CanLyme continues to challenge the status quo as well as those who hold on to the status quo. We were excited to work over the past two and a half years with the BC government as it set up the Complex Chronic Diseases Program housed at the BC Women’s Hospital in Vancouver. This should have been the shining light for Canada to move Lyme disease knowledge and treatment here out of the dark ages. But in the end, the old-guard dogmatists who held the power refused to think more broadly about the sources of Lyme Disease. As a result, this past summer CanLyme announced we had to withdraw our support of the program because little real help was being offered for a Lyme disease patient.
But we have had some wins and many sticks in the fire on many fronts which we hope over time will affect real change. For example, CanLyme board member Rossana Magnotta, founder and owner of Magnotta Winery in Ontario, became involved with CanLyme in 2007 after her husband Gabe was diagnosed. She shared our goals for establishing a human research program and in addition to joining our board, she also founded the G. Magnotta Foundation for Vector Borne Diseases in Ontario.

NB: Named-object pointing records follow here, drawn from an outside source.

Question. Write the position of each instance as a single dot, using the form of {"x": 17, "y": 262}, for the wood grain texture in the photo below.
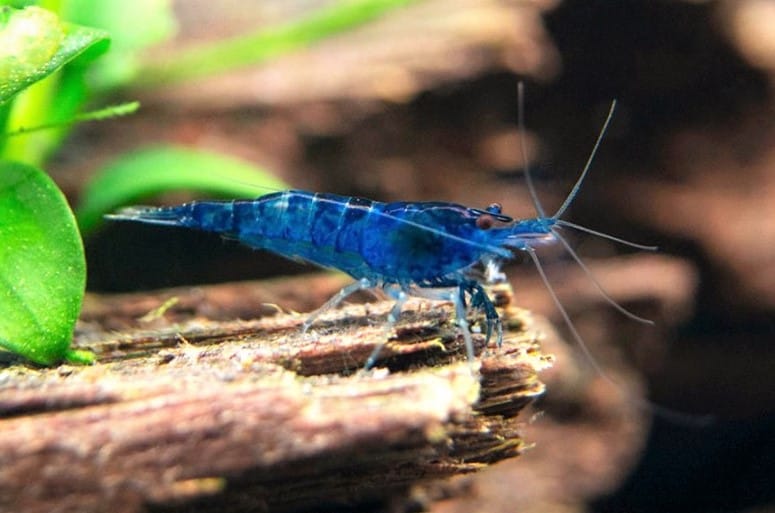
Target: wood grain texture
{"x": 209, "y": 415}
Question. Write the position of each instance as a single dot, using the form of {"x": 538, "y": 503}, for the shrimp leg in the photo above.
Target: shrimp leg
{"x": 362, "y": 284}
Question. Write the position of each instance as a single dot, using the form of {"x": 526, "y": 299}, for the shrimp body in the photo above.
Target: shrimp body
{"x": 427, "y": 244}
{"x": 431, "y": 249}
{"x": 400, "y": 246}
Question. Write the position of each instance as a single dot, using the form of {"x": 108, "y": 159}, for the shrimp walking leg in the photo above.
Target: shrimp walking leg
{"x": 340, "y": 296}
{"x": 400, "y": 296}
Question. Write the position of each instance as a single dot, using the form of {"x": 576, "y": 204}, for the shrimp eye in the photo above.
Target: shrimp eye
{"x": 485, "y": 222}
{"x": 495, "y": 208}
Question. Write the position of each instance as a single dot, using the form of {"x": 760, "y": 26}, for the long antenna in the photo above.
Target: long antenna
{"x": 523, "y": 146}
{"x": 577, "y": 186}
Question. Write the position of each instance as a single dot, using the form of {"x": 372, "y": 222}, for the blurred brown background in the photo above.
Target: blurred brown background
{"x": 422, "y": 105}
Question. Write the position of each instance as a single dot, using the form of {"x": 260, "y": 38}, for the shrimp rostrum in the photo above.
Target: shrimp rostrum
{"x": 430, "y": 249}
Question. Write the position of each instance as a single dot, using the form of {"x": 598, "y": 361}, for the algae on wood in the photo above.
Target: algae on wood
{"x": 255, "y": 415}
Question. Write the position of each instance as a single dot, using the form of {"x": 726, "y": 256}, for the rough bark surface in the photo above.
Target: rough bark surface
{"x": 186, "y": 413}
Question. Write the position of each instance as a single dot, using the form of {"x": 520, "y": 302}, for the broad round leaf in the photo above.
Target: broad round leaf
{"x": 153, "y": 171}
{"x": 42, "y": 267}
{"x": 34, "y": 43}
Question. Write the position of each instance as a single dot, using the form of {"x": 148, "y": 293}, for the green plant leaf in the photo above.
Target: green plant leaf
{"x": 42, "y": 267}
{"x": 133, "y": 26}
{"x": 152, "y": 171}
{"x": 266, "y": 43}
{"x": 34, "y": 43}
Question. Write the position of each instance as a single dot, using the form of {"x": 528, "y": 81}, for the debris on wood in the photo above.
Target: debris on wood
{"x": 256, "y": 415}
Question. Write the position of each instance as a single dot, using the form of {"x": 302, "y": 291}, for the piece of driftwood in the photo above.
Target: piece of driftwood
{"x": 255, "y": 416}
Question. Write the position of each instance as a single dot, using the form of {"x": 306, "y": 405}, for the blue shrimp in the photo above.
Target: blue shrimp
{"x": 430, "y": 249}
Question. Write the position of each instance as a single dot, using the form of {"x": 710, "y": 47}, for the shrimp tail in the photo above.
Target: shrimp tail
{"x": 145, "y": 214}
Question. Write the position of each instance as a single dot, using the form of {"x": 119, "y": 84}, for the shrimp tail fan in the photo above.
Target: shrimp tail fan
{"x": 152, "y": 215}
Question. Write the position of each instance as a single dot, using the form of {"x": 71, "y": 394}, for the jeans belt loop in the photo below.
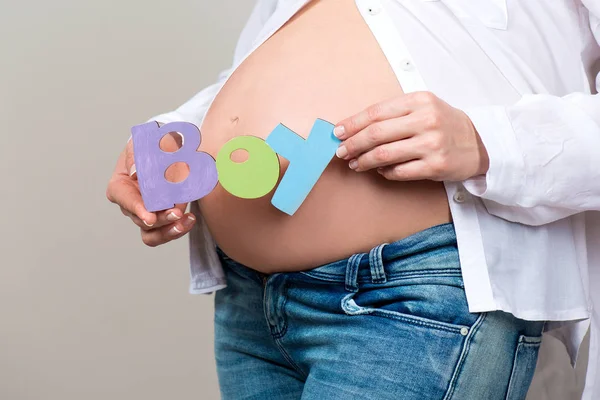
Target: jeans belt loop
{"x": 351, "y": 284}
{"x": 376, "y": 264}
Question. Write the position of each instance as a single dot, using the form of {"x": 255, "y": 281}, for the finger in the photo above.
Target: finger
{"x": 385, "y": 155}
{"x": 391, "y": 108}
{"x": 378, "y": 133}
{"x": 408, "y": 171}
{"x": 169, "y": 216}
{"x": 156, "y": 237}
{"x": 130, "y": 160}
{"x": 126, "y": 193}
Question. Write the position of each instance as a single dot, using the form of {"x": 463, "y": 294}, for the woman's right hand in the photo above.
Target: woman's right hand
{"x": 123, "y": 190}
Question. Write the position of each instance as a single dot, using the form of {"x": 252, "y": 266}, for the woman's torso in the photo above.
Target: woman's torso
{"x": 323, "y": 63}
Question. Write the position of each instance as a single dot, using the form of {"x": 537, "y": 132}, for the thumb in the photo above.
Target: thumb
{"x": 130, "y": 160}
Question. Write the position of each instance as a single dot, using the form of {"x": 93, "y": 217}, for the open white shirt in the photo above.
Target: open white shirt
{"x": 527, "y": 74}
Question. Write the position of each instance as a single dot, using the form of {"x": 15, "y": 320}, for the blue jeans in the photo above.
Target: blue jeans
{"x": 392, "y": 323}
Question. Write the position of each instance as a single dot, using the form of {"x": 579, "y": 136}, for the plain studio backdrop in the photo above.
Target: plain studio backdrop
{"x": 86, "y": 310}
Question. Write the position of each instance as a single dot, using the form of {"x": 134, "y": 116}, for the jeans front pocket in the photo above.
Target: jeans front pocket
{"x": 525, "y": 361}
{"x": 433, "y": 300}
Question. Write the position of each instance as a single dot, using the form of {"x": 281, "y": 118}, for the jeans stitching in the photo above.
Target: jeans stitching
{"x": 463, "y": 356}
{"x": 280, "y": 335}
{"x": 413, "y": 274}
{"x": 522, "y": 342}
{"x": 413, "y": 320}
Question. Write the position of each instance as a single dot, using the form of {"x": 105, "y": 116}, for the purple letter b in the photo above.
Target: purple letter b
{"x": 151, "y": 163}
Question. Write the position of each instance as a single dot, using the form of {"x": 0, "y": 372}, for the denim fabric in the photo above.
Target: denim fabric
{"x": 392, "y": 323}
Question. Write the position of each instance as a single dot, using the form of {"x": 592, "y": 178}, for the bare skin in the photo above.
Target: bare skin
{"x": 339, "y": 71}
{"x": 384, "y": 184}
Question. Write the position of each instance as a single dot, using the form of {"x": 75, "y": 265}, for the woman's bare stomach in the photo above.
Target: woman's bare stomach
{"x": 324, "y": 63}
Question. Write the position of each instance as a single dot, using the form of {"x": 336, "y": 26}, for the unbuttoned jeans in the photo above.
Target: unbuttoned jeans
{"x": 392, "y": 323}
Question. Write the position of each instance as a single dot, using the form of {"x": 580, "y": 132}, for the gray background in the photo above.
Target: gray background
{"x": 86, "y": 310}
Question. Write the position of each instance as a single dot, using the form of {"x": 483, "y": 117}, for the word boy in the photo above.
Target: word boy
{"x": 250, "y": 179}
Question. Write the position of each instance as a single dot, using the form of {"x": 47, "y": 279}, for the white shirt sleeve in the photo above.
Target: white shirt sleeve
{"x": 544, "y": 151}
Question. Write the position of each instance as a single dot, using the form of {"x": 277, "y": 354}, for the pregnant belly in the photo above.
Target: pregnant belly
{"x": 323, "y": 63}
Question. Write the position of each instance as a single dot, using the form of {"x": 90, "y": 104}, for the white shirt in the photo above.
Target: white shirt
{"x": 525, "y": 72}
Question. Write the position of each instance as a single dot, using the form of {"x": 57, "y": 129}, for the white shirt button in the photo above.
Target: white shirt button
{"x": 406, "y": 64}
{"x": 459, "y": 196}
{"x": 374, "y": 10}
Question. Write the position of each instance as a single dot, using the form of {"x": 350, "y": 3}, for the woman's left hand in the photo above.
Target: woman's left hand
{"x": 413, "y": 137}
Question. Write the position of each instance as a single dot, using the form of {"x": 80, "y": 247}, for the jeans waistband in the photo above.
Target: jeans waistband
{"x": 369, "y": 267}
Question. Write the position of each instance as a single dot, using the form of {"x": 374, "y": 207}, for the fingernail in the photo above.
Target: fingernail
{"x": 173, "y": 217}
{"x": 174, "y": 231}
{"x": 189, "y": 221}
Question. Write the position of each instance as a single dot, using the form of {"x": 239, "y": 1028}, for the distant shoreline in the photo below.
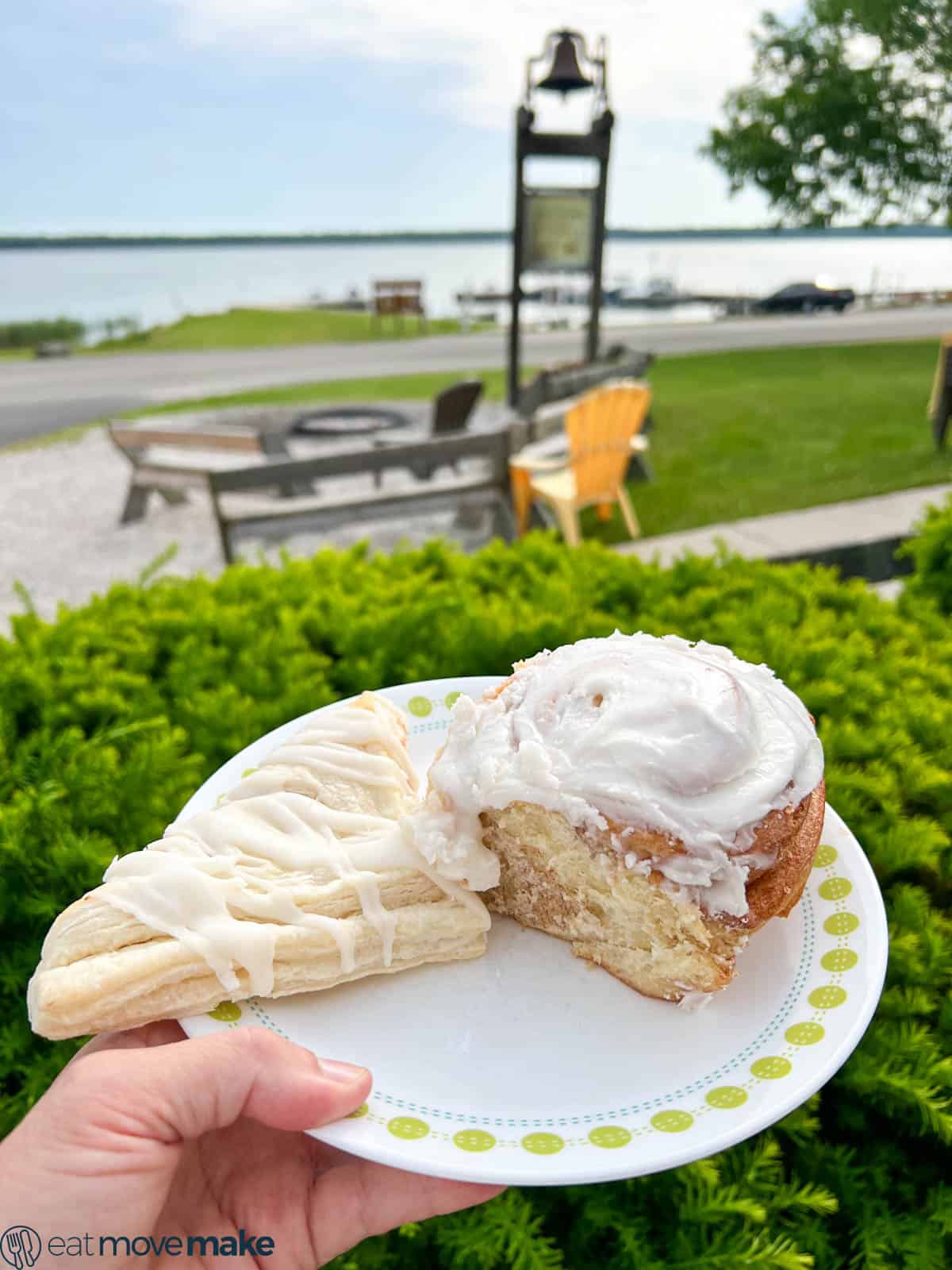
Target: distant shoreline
{"x": 52, "y": 241}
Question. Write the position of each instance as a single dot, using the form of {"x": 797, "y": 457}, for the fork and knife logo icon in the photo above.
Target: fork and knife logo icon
{"x": 21, "y": 1246}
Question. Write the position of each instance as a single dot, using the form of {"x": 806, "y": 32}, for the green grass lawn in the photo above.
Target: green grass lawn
{"x": 259, "y": 328}
{"x": 742, "y": 433}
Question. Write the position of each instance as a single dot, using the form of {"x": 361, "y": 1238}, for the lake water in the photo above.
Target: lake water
{"x": 159, "y": 285}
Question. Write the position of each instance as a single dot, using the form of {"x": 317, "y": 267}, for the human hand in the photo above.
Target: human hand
{"x": 148, "y": 1134}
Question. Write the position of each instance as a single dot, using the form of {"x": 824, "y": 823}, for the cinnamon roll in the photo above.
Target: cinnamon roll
{"x": 651, "y": 802}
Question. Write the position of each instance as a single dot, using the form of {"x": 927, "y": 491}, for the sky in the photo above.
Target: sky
{"x": 285, "y": 116}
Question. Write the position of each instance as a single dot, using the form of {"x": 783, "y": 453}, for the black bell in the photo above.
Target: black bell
{"x": 565, "y": 76}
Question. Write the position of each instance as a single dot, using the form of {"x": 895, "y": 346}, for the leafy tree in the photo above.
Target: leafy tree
{"x": 850, "y": 114}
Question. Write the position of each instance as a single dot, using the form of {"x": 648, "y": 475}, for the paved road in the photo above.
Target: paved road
{"x": 41, "y": 397}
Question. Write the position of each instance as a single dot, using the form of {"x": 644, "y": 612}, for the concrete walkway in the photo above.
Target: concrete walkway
{"x": 814, "y": 533}
{"x": 42, "y": 397}
{"x": 60, "y": 537}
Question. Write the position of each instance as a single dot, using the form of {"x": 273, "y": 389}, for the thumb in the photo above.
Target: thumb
{"x": 171, "y": 1094}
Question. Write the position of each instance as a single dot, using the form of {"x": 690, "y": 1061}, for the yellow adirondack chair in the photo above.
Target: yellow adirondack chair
{"x": 601, "y": 431}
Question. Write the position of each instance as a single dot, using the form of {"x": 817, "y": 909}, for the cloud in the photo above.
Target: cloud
{"x": 668, "y": 59}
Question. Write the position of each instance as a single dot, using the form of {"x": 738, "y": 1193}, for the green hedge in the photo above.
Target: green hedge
{"x": 113, "y": 714}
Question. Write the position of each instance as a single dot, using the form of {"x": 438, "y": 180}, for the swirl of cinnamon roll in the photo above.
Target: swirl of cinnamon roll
{"x": 674, "y": 752}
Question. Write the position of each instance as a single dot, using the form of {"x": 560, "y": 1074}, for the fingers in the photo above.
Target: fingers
{"x": 165, "y": 1033}
{"x": 140, "y": 1086}
{"x": 370, "y": 1199}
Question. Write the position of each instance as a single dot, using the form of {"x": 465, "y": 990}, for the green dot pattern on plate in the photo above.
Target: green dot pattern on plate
{"x": 771, "y": 1068}
{"x": 725, "y": 1098}
{"x": 839, "y": 960}
{"x": 474, "y": 1140}
{"x": 835, "y": 888}
{"x": 226, "y": 1013}
{"x": 804, "y": 1034}
{"x": 828, "y": 997}
{"x": 408, "y": 1127}
{"x": 672, "y": 1122}
{"x": 543, "y": 1143}
{"x": 841, "y": 924}
{"x": 609, "y": 1136}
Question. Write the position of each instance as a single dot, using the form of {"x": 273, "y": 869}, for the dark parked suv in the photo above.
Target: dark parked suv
{"x": 806, "y": 298}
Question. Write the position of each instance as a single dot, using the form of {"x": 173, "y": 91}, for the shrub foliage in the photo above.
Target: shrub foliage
{"x": 29, "y": 334}
{"x": 111, "y": 717}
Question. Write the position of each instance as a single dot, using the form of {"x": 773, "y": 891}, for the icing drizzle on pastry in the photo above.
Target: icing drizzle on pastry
{"x": 225, "y": 882}
{"x": 631, "y": 732}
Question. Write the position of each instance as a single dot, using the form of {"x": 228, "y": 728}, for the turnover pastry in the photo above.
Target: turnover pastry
{"x": 302, "y": 878}
{"x": 651, "y": 802}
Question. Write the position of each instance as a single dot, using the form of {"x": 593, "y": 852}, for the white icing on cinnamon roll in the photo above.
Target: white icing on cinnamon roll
{"x": 659, "y": 734}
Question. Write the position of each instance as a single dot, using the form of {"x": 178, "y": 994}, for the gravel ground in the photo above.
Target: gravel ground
{"x": 60, "y": 535}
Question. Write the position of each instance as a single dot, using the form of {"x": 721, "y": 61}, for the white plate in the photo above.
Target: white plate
{"x": 531, "y": 1067}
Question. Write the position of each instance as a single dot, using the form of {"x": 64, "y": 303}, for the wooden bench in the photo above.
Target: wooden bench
{"x": 560, "y": 384}
{"x": 463, "y": 495}
{"x": 171, "y": 456}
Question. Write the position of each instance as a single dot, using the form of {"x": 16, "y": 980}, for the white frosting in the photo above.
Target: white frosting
{"x": 222, "y": 883}
{"x": 645, "y": 733}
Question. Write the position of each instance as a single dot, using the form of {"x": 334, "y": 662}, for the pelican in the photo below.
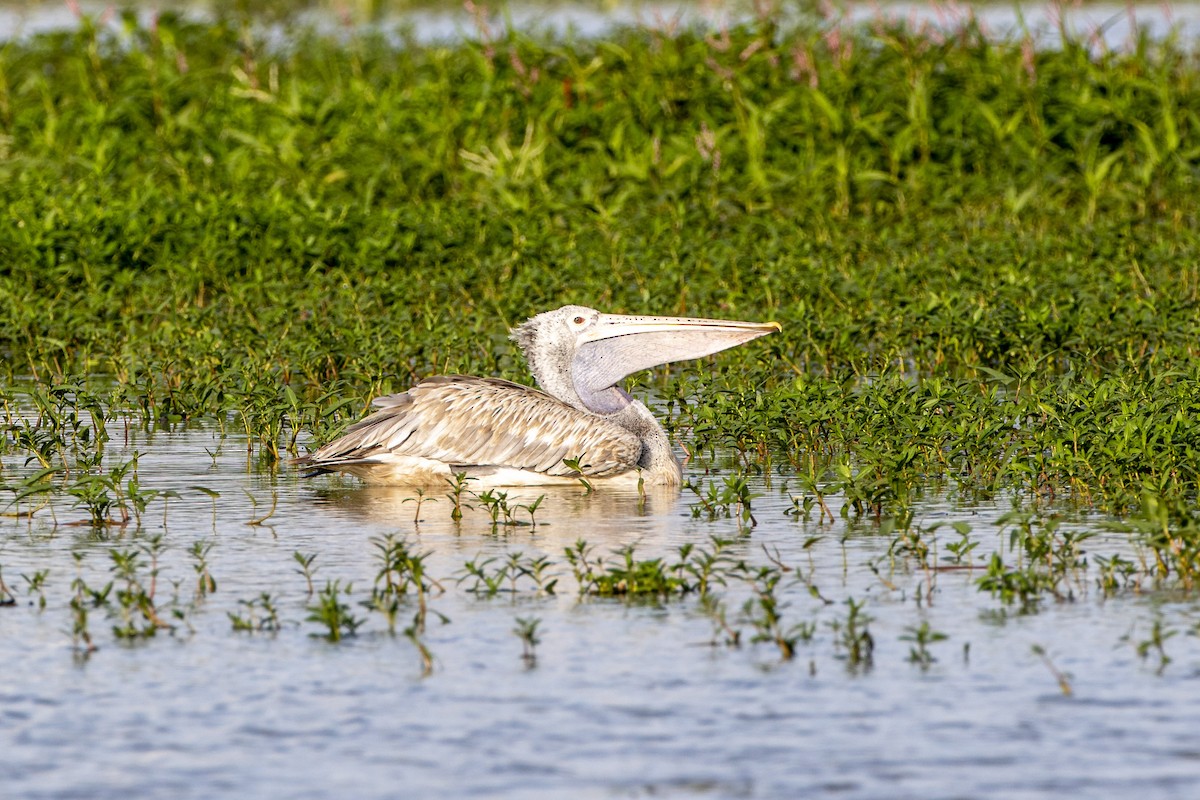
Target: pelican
{"x": 579, "y": 423}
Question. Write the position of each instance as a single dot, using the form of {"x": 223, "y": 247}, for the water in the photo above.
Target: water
{"x": 627, "y": 699}
{"x": 1114, "y": 25}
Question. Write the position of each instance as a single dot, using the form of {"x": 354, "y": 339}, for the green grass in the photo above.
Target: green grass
{"x": 984, "y": 258}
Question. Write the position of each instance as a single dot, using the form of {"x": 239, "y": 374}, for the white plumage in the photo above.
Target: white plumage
{"x": 504, "y": 433}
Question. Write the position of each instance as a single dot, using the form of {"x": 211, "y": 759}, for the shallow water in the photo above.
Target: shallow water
{"x": 1114, "y": 25}
{"x": 627, "y": 699}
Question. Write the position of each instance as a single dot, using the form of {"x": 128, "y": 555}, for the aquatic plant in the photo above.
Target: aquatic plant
{"x": 527, "y": 631}
{"x": 333, "y": 613}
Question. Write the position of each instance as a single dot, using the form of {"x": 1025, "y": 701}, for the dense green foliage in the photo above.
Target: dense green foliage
{"x": 985, "y": 258}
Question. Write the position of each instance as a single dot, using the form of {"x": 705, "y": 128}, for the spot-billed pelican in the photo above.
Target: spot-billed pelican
{"x": 508, "y": 434}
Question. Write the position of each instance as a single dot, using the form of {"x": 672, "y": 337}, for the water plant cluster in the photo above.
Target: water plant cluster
{"x": 983, "y": 253}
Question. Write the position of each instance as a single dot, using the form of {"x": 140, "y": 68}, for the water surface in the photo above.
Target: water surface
{"x": 627, "y": 698}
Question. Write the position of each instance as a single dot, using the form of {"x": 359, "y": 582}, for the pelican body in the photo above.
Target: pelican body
{"x": 579, "y": 423}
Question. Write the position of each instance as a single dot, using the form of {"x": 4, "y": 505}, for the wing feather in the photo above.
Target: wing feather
{"x": 484, "y": 422}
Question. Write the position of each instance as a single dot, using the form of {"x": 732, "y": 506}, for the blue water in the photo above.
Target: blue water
{"x": 625, "y": 699}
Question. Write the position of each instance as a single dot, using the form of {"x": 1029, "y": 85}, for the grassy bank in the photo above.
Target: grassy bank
{"x": 984, "y": 257}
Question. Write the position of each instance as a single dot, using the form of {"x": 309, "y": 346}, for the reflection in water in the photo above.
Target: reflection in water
{"x": 628, "y": 698}
{"x": 562, "y": 515}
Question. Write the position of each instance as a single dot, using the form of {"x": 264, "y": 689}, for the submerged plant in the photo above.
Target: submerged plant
{"x": 527, "y": 631}
{"x": 333, "y": 613}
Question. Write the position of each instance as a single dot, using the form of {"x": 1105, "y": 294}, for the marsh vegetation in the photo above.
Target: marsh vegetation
{"x": 979, "y": 422}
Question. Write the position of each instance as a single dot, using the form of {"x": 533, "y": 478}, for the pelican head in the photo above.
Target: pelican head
{"x": 579, "y": 354}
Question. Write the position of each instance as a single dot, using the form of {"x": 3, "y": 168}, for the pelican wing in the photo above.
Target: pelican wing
{"x": 484, "y": 422}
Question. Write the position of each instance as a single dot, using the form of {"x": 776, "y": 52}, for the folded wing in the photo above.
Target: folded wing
{"x": 466, "y": 421}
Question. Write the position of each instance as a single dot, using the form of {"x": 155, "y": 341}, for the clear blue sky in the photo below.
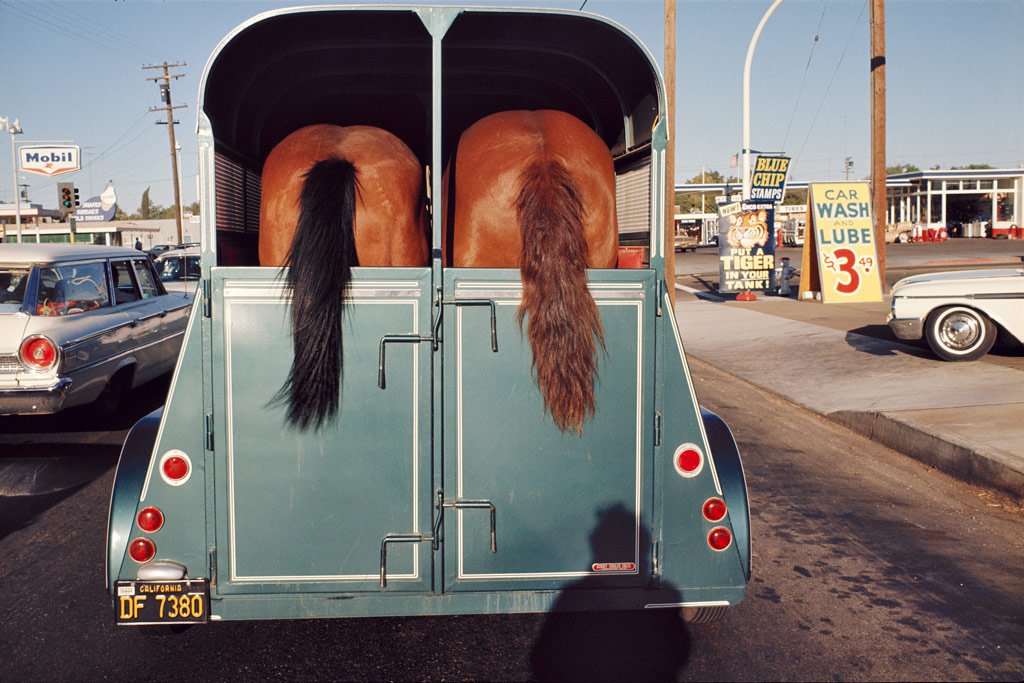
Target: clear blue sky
{"x": 955, "y": 89}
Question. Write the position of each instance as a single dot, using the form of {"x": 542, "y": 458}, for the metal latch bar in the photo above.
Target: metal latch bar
{"x": 478, "y": 505}
{"x": 396, "y": 538}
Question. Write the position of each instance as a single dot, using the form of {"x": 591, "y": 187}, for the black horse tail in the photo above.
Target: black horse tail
{"x": 320, "y": 264}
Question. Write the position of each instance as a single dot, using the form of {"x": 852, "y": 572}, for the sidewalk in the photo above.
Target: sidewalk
{"x": 964, "y": 418}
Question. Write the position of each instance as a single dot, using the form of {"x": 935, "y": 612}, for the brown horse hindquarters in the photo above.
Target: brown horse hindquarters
{"x": 536, "y": 190}
{"x": 332, "y": 199}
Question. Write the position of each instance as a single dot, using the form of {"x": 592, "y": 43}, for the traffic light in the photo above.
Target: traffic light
{"x": 66, "y": 197}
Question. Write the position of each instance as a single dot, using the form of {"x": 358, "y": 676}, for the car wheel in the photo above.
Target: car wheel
{"x": 704, "y": 614}
{"x": 958, "y": 333}
{"x": 109, "y": 401}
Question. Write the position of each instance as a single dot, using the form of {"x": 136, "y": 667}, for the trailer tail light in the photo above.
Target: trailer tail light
{"x": 720, "y": 538}
{"x": 151, "y": 519}
{"x": 688, "y": 460}
{"x": 141, "y": 550}
{"x": 38, "y": 353}
{"x": 714, "y": 509}
{"x": 175, "y": 467}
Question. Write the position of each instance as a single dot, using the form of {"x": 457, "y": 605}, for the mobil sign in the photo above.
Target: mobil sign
{"x": 50, "y": 159}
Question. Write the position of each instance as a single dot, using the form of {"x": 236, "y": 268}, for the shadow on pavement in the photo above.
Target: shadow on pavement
{"x": 632, "y": 645}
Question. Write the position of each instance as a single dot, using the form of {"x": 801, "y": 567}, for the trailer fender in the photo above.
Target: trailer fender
{"x": 128, "y": 480}
{"x": 730, "y": 474}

Working together, CanLyme and the G. Magnotta Foundation have successfully partnered with Toronto’s new Humber River Hospital so that when this hospital opens in 2015 it will have a state-of-the-art facility with a first-of-its-kind human tissue research program.
As we at CanLyme and now at the G Magnotta Foundation push forward, the old-guard bureaucrat’s grip on the Lyme disease matter in Canada is slipping. Science will reward us all with a much brighter future for vector borne diseases.